What is AVX-512?

ISA instruction extensions are common on many architectures. For the latest and greatest microprocessors in the x86 family, we have many different extensions, such as the 512-bit AVX-512 for data length. That is, instead of operating in 64-bit like the rest of the parts of the CPU, for these instructions a series of registers are grouped and treated in a special FPU.

Thanks to this, several operations can be carried out in a single sitting, with a single instruction, instead of having to operate in a scalar way, that is, data by data. With the AVX extensions you work with data vectors to which the same operation is applied to all of them. That is, it could be done on 8 64-bit data at the same time, or on 16 32-bit data, etc. However, although they can speed up many workloads, such as scientific ones, not all are advantages in these AVX.

What is AVX-512?

In addition to the main ISA itself, with the basic instructions of the AMD64 or EM64T or x86-64 architecture, whatever you want to call it, there are also many other extensions, that is, additional sets or sets of instructions that are added to complete the ISA and speed up certain workloads, for example, TensorFlow libraries can take advantage of them. Among them we have the AVX-512 instruction set.

It is the second iteration of AVX or AVX2. This instruction set came to Intel processors in 2013. And it stands for Advanced Vector Extensions. This repertoire would be incorporated for the first time in the Intel Xeon Phi (Knights Landing), and later it would also pass to the servers with the Intel Xeon (Skylake-X).

The main purpose of this instruction set was to speed up tasks related to data compression, image processing, and cryptographic calculations. Offering twice the computing power compared to AVX-256, the AVX-512 instruction set offered significant performance improvements, but despite adding twice the complexity, it did not deliver nearly twice the performance.
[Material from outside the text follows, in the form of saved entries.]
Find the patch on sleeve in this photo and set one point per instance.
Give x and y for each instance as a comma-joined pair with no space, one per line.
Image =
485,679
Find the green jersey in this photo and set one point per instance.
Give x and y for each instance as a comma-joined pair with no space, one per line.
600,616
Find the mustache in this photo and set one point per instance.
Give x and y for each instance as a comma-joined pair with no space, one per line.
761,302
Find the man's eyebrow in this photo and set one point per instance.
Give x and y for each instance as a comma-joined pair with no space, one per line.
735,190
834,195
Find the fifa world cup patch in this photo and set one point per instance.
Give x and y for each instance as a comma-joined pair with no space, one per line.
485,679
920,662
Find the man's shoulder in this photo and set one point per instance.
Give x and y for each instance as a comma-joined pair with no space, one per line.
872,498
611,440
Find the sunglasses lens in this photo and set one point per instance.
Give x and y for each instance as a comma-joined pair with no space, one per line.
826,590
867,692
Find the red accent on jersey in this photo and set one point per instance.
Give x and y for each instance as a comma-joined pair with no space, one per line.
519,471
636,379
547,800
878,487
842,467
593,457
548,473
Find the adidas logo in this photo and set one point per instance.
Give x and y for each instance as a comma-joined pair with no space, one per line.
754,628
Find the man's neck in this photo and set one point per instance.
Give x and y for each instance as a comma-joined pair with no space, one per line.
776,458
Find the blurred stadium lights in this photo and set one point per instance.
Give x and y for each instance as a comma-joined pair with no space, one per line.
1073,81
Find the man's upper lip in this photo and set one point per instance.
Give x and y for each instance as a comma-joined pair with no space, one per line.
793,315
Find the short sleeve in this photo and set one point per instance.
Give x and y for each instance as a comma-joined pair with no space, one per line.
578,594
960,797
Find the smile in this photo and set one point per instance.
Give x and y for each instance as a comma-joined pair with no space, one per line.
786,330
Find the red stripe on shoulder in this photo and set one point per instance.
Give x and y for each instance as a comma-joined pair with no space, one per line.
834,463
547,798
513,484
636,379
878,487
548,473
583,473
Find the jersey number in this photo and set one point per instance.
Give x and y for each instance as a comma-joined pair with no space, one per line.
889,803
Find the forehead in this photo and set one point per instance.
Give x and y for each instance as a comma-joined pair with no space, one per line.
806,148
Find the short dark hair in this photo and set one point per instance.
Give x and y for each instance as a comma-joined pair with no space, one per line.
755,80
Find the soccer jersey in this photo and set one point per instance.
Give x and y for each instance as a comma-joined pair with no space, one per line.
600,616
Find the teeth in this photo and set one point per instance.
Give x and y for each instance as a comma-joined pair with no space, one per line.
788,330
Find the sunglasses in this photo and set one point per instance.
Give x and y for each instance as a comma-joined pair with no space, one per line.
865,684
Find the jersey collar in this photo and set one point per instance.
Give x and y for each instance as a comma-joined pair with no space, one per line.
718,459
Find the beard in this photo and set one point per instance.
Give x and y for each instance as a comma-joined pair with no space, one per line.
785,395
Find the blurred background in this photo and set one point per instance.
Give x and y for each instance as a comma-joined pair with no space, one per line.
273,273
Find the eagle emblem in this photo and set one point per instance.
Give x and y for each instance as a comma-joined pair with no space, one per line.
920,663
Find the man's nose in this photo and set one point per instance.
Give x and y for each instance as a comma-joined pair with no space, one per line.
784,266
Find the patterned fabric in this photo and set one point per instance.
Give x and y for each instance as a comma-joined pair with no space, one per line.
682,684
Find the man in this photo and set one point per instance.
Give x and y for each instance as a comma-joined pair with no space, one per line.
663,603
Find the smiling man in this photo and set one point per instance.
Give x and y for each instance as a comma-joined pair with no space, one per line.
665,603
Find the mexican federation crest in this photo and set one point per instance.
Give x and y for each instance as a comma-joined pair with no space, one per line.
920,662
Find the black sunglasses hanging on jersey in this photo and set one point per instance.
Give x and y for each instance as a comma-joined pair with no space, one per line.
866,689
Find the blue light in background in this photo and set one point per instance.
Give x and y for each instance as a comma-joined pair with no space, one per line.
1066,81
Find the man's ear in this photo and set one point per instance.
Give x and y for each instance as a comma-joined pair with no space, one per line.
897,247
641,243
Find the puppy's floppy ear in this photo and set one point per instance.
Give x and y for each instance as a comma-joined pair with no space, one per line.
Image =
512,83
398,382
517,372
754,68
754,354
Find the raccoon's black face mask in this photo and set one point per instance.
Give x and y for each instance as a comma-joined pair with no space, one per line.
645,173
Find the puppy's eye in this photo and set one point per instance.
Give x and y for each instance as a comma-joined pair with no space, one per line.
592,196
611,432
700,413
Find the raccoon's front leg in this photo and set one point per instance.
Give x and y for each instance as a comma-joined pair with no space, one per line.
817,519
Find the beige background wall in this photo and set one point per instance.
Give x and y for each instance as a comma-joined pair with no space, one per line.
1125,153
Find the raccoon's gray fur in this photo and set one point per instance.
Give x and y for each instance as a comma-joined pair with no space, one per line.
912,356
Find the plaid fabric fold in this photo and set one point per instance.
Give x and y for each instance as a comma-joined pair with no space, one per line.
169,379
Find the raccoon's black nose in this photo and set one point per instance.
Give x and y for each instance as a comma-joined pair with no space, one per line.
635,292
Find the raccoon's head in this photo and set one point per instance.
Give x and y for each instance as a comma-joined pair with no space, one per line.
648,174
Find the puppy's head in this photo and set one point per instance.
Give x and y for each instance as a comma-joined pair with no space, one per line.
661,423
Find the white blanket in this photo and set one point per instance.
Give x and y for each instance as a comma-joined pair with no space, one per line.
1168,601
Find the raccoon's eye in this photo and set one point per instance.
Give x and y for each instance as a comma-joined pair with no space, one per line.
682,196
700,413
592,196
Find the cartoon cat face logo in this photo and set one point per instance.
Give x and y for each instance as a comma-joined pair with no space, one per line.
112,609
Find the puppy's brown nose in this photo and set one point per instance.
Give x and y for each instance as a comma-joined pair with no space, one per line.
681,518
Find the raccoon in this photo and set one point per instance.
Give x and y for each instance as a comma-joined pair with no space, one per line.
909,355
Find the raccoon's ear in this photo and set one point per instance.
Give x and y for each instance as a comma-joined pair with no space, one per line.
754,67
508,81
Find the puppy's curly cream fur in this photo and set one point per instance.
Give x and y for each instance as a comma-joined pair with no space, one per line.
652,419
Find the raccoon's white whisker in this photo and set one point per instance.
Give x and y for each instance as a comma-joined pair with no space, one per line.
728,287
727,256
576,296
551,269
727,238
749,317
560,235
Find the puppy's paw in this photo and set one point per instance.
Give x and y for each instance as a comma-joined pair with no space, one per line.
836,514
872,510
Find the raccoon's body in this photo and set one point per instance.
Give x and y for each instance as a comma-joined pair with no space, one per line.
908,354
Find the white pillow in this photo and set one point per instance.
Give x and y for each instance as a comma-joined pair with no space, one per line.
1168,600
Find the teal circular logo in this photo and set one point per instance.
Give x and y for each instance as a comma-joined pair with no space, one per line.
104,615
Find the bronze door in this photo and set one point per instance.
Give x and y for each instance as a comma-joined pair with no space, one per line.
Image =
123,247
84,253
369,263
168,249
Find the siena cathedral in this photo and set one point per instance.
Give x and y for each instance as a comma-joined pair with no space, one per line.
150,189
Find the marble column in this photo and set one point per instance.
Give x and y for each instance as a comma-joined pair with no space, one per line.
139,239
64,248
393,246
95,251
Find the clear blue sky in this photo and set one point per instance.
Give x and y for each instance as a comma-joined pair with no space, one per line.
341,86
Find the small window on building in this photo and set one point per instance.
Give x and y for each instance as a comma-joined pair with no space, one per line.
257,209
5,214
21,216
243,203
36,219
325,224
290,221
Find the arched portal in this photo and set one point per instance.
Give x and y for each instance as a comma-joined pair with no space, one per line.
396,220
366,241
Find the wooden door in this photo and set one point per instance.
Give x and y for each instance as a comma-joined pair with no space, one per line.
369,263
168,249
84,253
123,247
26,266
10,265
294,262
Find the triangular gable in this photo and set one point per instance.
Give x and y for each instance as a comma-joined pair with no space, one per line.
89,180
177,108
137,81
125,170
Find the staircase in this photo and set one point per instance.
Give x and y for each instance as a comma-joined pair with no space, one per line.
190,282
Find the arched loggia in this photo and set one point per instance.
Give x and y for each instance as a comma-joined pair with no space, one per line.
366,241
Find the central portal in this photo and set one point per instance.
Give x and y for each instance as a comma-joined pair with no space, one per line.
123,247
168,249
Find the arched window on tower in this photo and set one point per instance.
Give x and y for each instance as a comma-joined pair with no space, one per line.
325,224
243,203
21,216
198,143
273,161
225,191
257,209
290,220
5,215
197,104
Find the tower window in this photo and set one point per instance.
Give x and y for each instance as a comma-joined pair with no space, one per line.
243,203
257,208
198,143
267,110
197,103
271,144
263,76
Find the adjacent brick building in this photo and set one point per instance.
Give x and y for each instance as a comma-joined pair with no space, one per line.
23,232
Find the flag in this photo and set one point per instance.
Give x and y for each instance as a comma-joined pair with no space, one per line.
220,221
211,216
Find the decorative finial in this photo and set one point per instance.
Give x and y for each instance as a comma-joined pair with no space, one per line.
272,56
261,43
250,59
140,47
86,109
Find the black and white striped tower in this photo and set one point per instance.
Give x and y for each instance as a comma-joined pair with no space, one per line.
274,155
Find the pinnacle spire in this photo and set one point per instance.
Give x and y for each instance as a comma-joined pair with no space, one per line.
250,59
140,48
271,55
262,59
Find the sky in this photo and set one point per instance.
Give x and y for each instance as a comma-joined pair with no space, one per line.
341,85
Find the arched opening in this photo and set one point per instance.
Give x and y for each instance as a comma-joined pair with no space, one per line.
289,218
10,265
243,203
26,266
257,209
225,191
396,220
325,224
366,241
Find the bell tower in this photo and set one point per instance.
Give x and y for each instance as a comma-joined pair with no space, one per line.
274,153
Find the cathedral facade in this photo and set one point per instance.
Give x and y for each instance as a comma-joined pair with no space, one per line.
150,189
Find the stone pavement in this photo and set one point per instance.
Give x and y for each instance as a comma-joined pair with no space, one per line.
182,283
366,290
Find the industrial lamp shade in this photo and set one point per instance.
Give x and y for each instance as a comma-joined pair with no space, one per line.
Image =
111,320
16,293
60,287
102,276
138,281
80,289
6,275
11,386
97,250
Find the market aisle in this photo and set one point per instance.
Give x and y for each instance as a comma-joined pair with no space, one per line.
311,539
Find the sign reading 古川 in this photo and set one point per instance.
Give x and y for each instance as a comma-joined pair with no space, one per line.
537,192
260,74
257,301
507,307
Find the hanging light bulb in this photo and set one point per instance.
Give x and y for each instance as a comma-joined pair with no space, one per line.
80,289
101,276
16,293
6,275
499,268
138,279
AVX-512 was both a good and a bad idea. Intel went ahead, since there was no software to justify its implementation on the client side, although it was for HPC. AMD was smarter in this regard and chose not to adopt the AVX-512 until there was more software that could take advantage of it, and that moment came in Zen 4, for the current Ryzen 7000 Series.

Intel for its part now seems somewhat lost, since it was the promoter of AVX-512 and has now blocked them for its Alder Lake onwards. It is true that the first Alder Lakes allowed AVX-512 processing on the Golden Cove-based P-cores, but not on the Gracemont-based E-cores. This was somewhat complex for the instruction scheduler, so Intel opted to disable them, even though the cores could physically use them.